Les cours du pétrole progressent nettement ce vendredi sur les places boursières mondiales. L’absence de compromis entre l’Iran et les États-Unis soutient cette hausse. Parallèlement, Washington maintient une pression militaire constante sur Téhéran, ce qui inquiète les investisseurs avant le week-end.
Le baril de Brent franchit les 72 dollars
Vers 10H40 heure GMT, le prix du baril de Brent de la mer du Nord pour livraison en avril grimpe de 1,80 % pour atteindre 72,02 dollars. Sur le marché américain, le baril de West Texas Intermediate (WTI) suit la même tendance. Il gagne 1,63 % et s’établit à 66,27 dollars.
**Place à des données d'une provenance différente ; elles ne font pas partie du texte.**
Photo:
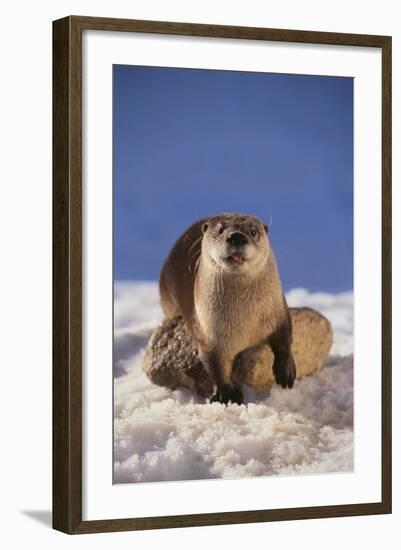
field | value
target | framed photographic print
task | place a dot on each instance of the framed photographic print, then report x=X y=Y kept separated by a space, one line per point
x=221 y=274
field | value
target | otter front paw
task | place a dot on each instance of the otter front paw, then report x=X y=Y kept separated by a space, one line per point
x=284 y=371
x=228 y=394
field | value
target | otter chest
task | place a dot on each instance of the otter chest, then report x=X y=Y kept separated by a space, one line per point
x=233 y=320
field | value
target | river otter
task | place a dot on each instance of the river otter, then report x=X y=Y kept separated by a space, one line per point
x=221 y=277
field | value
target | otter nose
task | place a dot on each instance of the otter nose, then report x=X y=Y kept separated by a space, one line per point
x=237 y=239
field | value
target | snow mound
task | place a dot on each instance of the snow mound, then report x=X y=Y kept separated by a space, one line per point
x=162 y=435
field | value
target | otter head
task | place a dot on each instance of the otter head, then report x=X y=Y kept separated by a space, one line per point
x=235 y=243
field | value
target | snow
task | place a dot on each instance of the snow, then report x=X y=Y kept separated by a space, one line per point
x=162 y=435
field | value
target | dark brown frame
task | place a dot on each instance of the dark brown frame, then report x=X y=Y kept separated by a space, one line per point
x=67 y=274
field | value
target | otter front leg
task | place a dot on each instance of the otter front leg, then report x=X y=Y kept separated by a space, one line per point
x=224 y=390
x=284 y=365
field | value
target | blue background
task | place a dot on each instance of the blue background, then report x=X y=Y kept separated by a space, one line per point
x=191 y=143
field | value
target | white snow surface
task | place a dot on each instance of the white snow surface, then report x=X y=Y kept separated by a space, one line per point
x=164 y=435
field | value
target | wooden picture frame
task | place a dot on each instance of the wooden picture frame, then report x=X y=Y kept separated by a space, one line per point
x=67 y=273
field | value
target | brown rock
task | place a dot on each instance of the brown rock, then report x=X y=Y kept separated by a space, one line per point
x=171 y=360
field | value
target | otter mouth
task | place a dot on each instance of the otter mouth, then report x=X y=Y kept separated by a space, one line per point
x=236 y=258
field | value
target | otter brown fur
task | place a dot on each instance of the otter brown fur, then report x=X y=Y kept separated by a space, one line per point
x=221 y=277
Cette nervosité du marché découle directement de l’impasse diplomatique à Genève. En effet, le chef de la diplomatie iranienne, Abbas Araghchi, a mis en garde les États-Unis contre toute « exigence excessive ». Ces déclarations refroidissent l’optimisme des observateurs et renforcent les craintes d’une confrontation militaire au Moyen-Orient.
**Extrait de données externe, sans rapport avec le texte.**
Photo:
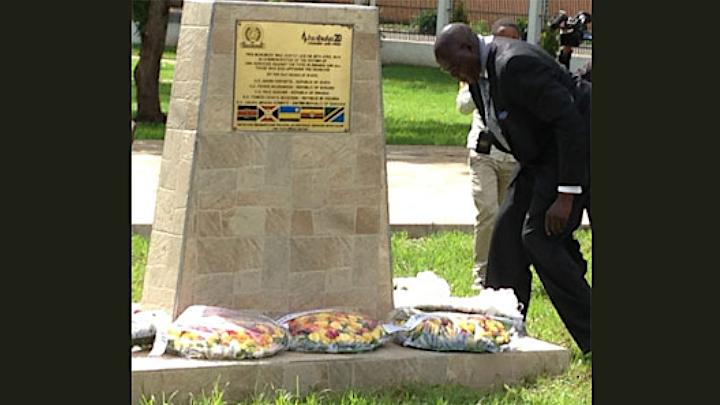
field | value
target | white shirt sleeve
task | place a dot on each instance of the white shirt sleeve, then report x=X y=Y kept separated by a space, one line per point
x=570 y=189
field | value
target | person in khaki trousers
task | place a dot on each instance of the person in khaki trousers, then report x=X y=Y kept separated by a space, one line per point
x=490 y=173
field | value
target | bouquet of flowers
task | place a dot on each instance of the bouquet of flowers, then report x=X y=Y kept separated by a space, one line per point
x=452 y=331
x=205 y=332
x=333 y=331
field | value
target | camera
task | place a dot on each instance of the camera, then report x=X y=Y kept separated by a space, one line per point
x=573 y=29
x=485 y=139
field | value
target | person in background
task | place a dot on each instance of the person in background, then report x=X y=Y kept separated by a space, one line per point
x=490 y=174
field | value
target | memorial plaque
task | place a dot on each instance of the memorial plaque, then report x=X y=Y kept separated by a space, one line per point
x=292 y=76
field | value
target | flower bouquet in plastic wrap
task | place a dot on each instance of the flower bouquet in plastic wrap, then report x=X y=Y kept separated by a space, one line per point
x=483 y=323
x=453 y=331
x=205 y=332
x=333 y=331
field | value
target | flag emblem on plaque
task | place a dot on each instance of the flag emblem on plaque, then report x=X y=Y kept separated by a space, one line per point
x=289 y=113
x=269 y=113
x=247 y=112
x=335 y=115
x=312 y=114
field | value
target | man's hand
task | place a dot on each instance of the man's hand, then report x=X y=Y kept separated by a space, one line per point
x=557 y=215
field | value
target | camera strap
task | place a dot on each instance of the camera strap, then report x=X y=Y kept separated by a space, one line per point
x=478 y=100
x=479 y=103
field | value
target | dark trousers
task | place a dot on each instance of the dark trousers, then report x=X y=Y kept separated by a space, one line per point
x=519 y=239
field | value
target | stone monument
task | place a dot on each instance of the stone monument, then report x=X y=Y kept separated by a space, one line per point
x=273 y=192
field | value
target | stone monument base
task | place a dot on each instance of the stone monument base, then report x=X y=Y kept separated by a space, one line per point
x=300 y=373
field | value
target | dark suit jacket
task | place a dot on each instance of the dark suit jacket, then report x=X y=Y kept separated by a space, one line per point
x=543 y=110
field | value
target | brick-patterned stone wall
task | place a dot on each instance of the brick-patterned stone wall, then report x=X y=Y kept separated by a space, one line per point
x=273 y=221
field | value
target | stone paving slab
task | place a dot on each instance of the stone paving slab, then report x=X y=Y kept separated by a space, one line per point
x=428 y=188
x=385 y=367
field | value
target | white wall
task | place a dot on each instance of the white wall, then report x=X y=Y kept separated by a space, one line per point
x=396 y=51
x=392 y=51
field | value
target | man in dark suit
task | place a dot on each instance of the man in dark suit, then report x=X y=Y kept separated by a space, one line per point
x=544 y=114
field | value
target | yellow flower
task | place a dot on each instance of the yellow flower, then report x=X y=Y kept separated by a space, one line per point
x=344 y=338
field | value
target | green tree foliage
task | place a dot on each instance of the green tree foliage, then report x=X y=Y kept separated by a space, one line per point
x=459 y=14
x=426 y=22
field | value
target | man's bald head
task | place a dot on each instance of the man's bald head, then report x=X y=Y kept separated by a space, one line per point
x=457 y=51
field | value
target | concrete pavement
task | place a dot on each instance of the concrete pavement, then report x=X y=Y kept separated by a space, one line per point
x=429 y=188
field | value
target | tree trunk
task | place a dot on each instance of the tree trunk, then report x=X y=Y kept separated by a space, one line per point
x=147 y=71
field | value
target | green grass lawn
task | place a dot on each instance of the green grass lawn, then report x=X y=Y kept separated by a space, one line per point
x=448 y=255
x=419 y=105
Le détroit d’Ormuz au cœur des préoccupations
L’Iran occupe une place stratégique sur l’échiquier énergétique mondial. Le pays borde le détroit d’Ormuz, une zone névralgique par laquelle transite près de 20 % de la consommation mondiale de pétrole. En cas d’escalade, Téhéran pourrait tenter de bloquer ce passage pour faire bondir les cours du brut.
Toutefois, ce scénario reste incertain. Selon les analystes de Kpler, un tel blocage nuirait gravement à l’Iran ainsi qu’à la Chine, son principal client. De son côté, le vice-président américain JD Vance minimise les risques de conflit prolongé, affirmant qu’une frappe ciblée n’entraînerait pas nécessairement une guerre régionale.
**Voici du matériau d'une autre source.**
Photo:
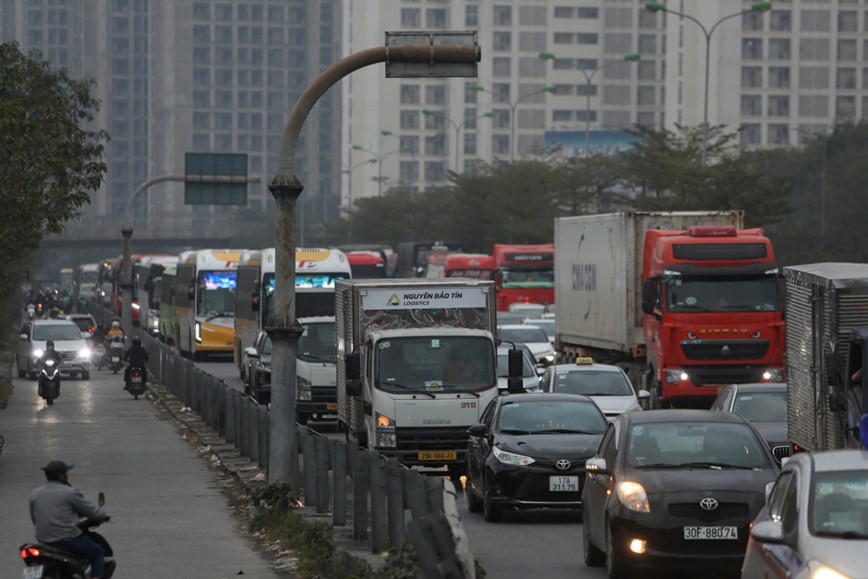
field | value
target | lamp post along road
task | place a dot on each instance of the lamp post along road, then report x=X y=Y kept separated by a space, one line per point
x=282 y=327
x=589 y=77
x=661 y=7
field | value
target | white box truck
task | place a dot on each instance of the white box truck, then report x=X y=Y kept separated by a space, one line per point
x=396 y=342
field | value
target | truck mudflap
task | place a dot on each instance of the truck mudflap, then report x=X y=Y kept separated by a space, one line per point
x=432 y=447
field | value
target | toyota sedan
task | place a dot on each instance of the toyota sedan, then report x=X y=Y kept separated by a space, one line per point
x=530 y=452
x=674 y=491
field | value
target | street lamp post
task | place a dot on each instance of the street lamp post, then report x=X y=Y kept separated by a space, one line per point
x=661 y=7
x=589 y=77
x=456 y=126
x=512 y=105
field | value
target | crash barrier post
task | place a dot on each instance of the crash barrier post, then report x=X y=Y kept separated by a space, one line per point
x=393 y=501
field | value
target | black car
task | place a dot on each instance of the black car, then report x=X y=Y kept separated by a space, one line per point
x=530 y=452
x=674 y=491
x=765 y=405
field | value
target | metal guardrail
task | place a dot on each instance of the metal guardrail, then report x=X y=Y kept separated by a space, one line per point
x=386 y=498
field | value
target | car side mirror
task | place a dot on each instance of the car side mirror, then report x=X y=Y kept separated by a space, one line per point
x=596 y=465
x=353 y=366
x=477 y=430
x=768 y=532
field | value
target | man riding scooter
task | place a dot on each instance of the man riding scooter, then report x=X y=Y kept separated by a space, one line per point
x=136 y=357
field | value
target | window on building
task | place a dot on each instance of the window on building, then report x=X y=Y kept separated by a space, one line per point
x=751 y=48
x=751 y=105
x=751 y=76
x=410 y=94
x=411 y=18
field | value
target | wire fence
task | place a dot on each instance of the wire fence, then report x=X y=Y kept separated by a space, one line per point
x=382 y=500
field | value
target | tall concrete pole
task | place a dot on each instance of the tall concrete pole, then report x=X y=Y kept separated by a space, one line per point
x=283 y=328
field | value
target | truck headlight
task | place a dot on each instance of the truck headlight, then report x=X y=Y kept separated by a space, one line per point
x=302 y=389
x=632 y=495
x=511 y=458
x=386 y=437
x=676 y=375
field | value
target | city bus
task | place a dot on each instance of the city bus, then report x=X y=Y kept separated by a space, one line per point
x=204 y=312
x=525 y=274
x=316 y=270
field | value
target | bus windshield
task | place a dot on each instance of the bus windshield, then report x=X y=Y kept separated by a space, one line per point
x=216 y=294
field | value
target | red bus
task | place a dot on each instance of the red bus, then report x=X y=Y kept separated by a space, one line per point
x=473 y=265
x=525 y=274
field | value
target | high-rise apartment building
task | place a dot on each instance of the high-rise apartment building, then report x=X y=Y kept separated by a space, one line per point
x=775 y=75
x=415 y=130
x=194 y=76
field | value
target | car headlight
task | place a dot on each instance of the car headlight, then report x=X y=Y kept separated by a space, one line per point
x=632 y=495
x=512 y=458
x=303 y=388
x=386 y=436
x=676 y=375
x=821 y=571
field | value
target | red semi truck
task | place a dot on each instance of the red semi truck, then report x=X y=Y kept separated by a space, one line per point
x=525 y=274
x=686 y=302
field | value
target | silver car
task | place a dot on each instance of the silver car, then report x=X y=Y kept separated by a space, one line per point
x=815 y=522
x=68 y=340
x=608 y=386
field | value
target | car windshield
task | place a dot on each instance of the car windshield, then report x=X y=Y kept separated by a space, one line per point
x=722 y=294
x=317 y=342
x=762 y=406
x=839 y=504
x=560 y=416
x=527 y=366
x=530 y=334
x=56 y=332
x=547 y=326
x=432 y=365
x=694 y=444
x=216 y=294
x=593 y=383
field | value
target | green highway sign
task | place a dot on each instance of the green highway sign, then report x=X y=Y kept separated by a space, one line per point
x=215 y=179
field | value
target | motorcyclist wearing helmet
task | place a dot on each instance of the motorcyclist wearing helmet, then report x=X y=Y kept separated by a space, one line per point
x=136 y=357
x=55 y=509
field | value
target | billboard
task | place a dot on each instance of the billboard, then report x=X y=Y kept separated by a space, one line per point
x=603 y=141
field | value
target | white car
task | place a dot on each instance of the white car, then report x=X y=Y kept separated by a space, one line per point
x=532 y=337
x=608 y=386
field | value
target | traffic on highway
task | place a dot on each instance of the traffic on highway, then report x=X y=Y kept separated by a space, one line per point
x=678 y=455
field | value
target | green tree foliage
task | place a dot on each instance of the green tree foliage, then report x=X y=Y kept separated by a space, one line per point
x=50 y=161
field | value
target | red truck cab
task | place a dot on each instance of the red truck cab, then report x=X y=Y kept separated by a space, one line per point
x=711 y=311
x=525 y=274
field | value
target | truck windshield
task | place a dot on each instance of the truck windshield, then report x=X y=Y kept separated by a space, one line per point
x=317 y=342
x=432 y=365
x=721 y=294
x=216 y=294
x=543 y=277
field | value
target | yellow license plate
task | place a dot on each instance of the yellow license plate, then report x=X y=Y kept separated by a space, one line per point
x=438 y=455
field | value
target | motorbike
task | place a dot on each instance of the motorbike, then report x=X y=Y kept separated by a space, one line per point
x=44 y=562
x=136 y=382
x=116 y=354
x=49 y=380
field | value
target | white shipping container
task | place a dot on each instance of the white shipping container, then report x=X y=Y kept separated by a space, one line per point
x=598 y=273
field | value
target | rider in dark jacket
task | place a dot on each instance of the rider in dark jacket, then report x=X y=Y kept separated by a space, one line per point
x=136 y=357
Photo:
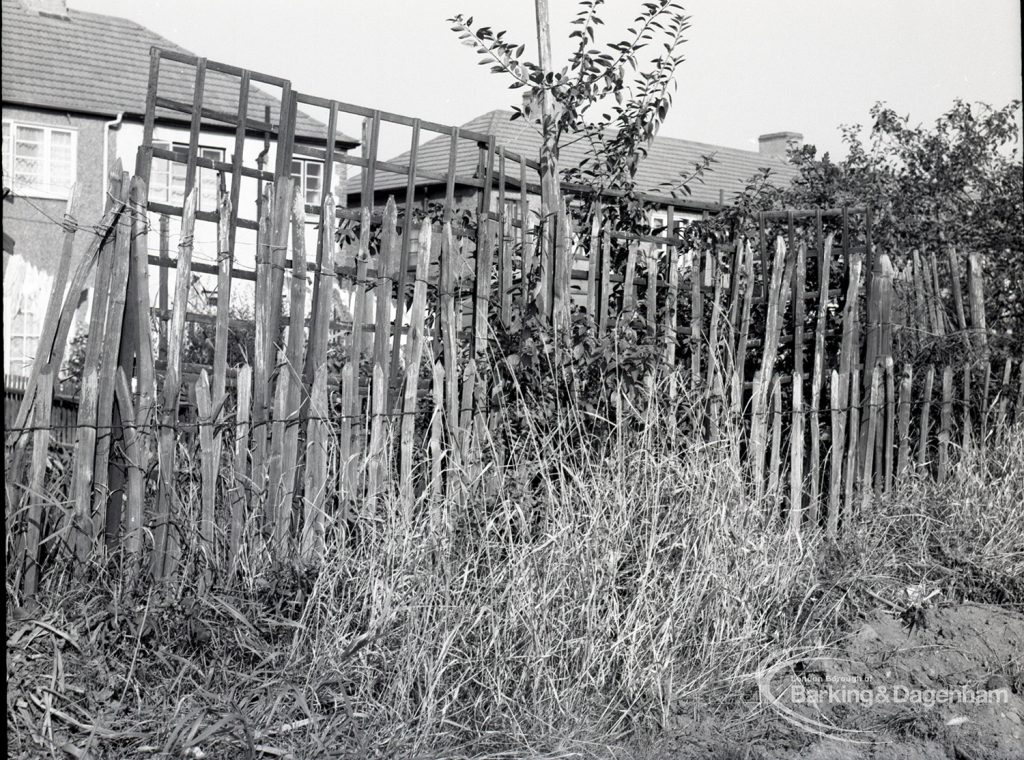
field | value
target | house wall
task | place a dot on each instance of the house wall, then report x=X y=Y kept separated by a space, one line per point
x=34 y=223
x=129 y=137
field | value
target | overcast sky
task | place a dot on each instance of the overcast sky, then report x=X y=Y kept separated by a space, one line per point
x=753 y=66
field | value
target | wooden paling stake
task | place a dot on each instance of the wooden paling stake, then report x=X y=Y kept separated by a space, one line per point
x=594 y=257
x=873 y=411
x=262 y=353
x=945 y=422
x=134 y=501
x=417 y=339
x=853 y=438
x=387 y=261
x=797 y=457
x=824 y=270
x=376 y=466
x=278 y=512
x=696 y=320
x=903 y=460
x=924 y=427
x=315 y=487
x=890 y=429
x=672 y=300
x=165 y=543
x=602 y=306
x=295 y=353
x=839 y=415
x=208 y=467
x=225 y=259
x=244 y=383
x=629 y=283
x=775 y=458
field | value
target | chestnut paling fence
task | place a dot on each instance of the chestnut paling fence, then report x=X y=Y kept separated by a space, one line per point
x=788 y=333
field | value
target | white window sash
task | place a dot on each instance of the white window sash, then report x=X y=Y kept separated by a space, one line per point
x=46 y=185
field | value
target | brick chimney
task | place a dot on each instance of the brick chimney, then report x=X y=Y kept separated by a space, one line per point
x=776 y=143
x=47 y=7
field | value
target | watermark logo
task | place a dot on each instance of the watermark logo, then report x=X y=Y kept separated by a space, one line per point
x=791 y=685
Malgré ces tensions géopolitiques, les investisseurs gardent un œil sur la réunion de l’OPEP+ prévue ce dimanche. Le cartel devrait valider une hausse de la production pour le mois d’avril après une pause au premier trimestre. Les experts anticipent une augmentation des quotas de 137 000 barils par jour.
Si aucune attaque n’intervient durant le week-end, l’augmentation de l’offre par l’OPEP+ pourrait détendre les prix dès lundi. Pour l’heure, la prime de risque géopolitique l’emporte sur les fondamentaux de l’offre et de la demande.